RESULTS: IF significantly improved serum creatinine, BUN and urinary protein excretion, oxidative stress (low MDA with high CAT and GSH), in addition to morphological damage to the renal tubules and glomeruli as well as caspase-3 production during apoptosis. Moreover, IF stimulates significantly the expression of Sirt1 and Nrf2/HO-1 and AQP2.
CONCLUSIONS: AQP2, Sirt1, Nrf2/HO-1 signaling may be upregulated and activated by IF, which alleviates ADR nephropathy. Enhancing endogenous antioxidants, reducing apoptosis and tubulointerstitial damage, and maintaining the glomerular membrane\'s integrity are other goals.

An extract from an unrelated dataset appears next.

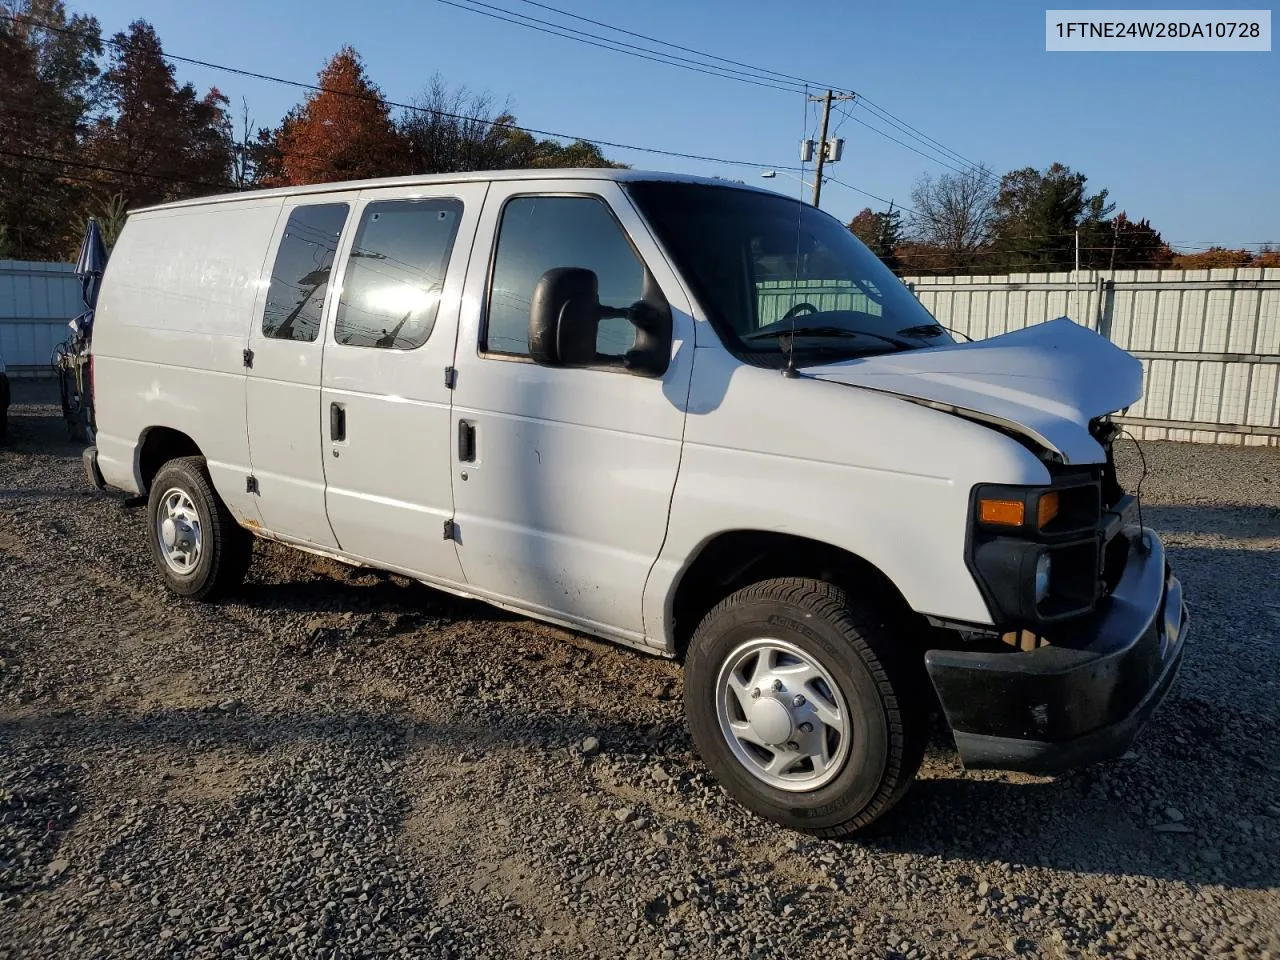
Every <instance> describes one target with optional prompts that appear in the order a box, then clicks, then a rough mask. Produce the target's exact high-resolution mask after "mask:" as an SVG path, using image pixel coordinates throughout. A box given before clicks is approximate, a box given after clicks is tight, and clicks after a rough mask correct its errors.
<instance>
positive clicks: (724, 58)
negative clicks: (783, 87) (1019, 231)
mask: <svg viewBox="0 0 1280 960" xmlns="http://www.w3.org/2000/svg"><path fill="white" fill-rule="evenodd" d="M471 3H480V0H471ZM521 3H525V4H530V5H531V6H538V8H541V9H544V10H549V12H552V13H556V14H559V15H561V17H566V18H568V19H573V20H580V22H582V23H590V24H593V26H595V27H603V28H604V29H609V31H614V32H617V33H623V35H626V36H628V37H636V38H639V40H645V41H648V42H650V44H658V45H659V46H666V47H671V49H673V50H681V51H684V52H687V54H694V55H695V56H700V58H703V59H705V60H717V61H719V63H723V64H731V65H733V67H742V68H746V69H748V70H750V72H751V73H753V74H754V76H755V77H760V78H773V79H780V81H790V82H792V83H804V84H805V86H812V87H831V88H832V90H844V87H841V84H835V83H819V82H818V81H814V79H812V78H806V77H796V76H794V74H788V73H781V72H778V70H771V69H768V68H765V67H759V65H756V64H749V63H745V61H742V60H732V59H728V58H723V56H717V55H716V54H708V52H707V51H704V50H695V49H694V47H687V46H681V45H680V44H673V42H672V41H668V40H659V38H658V37H654V36H650V35H648V33H637V32H636V31H630V29H626V28H623V27H617V26H614V24H612V23H607V22H604V20H596V19H591V18H590V17H582V15H580V14H575V13H570V12H568V10H563V9H561V8H557V6H550V5H549V4H544V3H539V0H521ZM485 5H488V4H485ZM497 9H503V8H497ZM515 15H520V14H515ZM557 26H559V24H557ZM562 29H568V28H567V27H562ZM653 52H658V51H653ZM859 100H860V101H863V102H864V105H865V106H867V108H869V109H870V111H872V113H873V115H876V116H877V118H878V119H882V120H884V122H886V123H888V124H890V125H891V127H893V128H896V129H897V131H899V132H900V133H902V134H904V136H908V137H910V138H911V140H915V141H918V142H920V143H923V145H924V146H925V147H927V148H929V150H934V151H937V152H941V154H942V155H943V156H946V157H948V160H950V161H952V163H957V164H961V165H963V166H966V168H975V169H983V165H982V164H978V163H975V161H973V160H969V159H968V157H966V156H964V155H963V154H960V152H957V151H955V150H951V148H950V147H947V146H946V145H945V143H942V142H941V141H938V140H934V138H933V137H931V136H928V134H927V133H924V132H923V131H920V129H918V128H916V127H913V125H911V124H909V123H908V122H906V120H902V119H901V118H899V116H895V115H893V114H892V113H890V111H888V110H887V109H884V108H883V106H881V105H879V104H877V102H874V101H873V100H868V99H867V97H865V96H863V95H859ZM870 129H876V128H874V127H872V128H870ZM877 132H879V131H877Z"/></svg>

方法:将4组40只成年SD大鼠作为对照组,禁食,ADR,和ADR加上禁食。ADR给药8周后尿液,血液样本和肾脏用于评估血清肌酐(Cr),BUN,尿蛋白,氧化损伤指标(丙二醛(MDA),降低谷胱甘肽(GSH)和过氧化氢酶(CAT)水平),组织病理学检查,caspase-3,Sirt1,aquaporin2(AQP2)的免疫组织化学检查和抗氧化基因的实时PCR;肾组织中的Nrf2,HO-1。
结果:如果能显著改善血清肌酐,尿素氮和尿蛋白排泄,氧化应激(低MDA,高CAT和GSH),除了对肾小管和肾小球的形态学损伤以及凋亡期间caspase-3的产生。此外,IF显著刺激Sirt1和Nrf2/HO-1和AQP2的表达。
结论:AQP2、Sirt1、Nrf2/HO-1信号可能被IF上调和激活,减轻ADR肾病。增强内源性抗氧化剂,减少细胞凋亡和肾小管间质损伤,和保持肾小球膜的完整性是其他目标。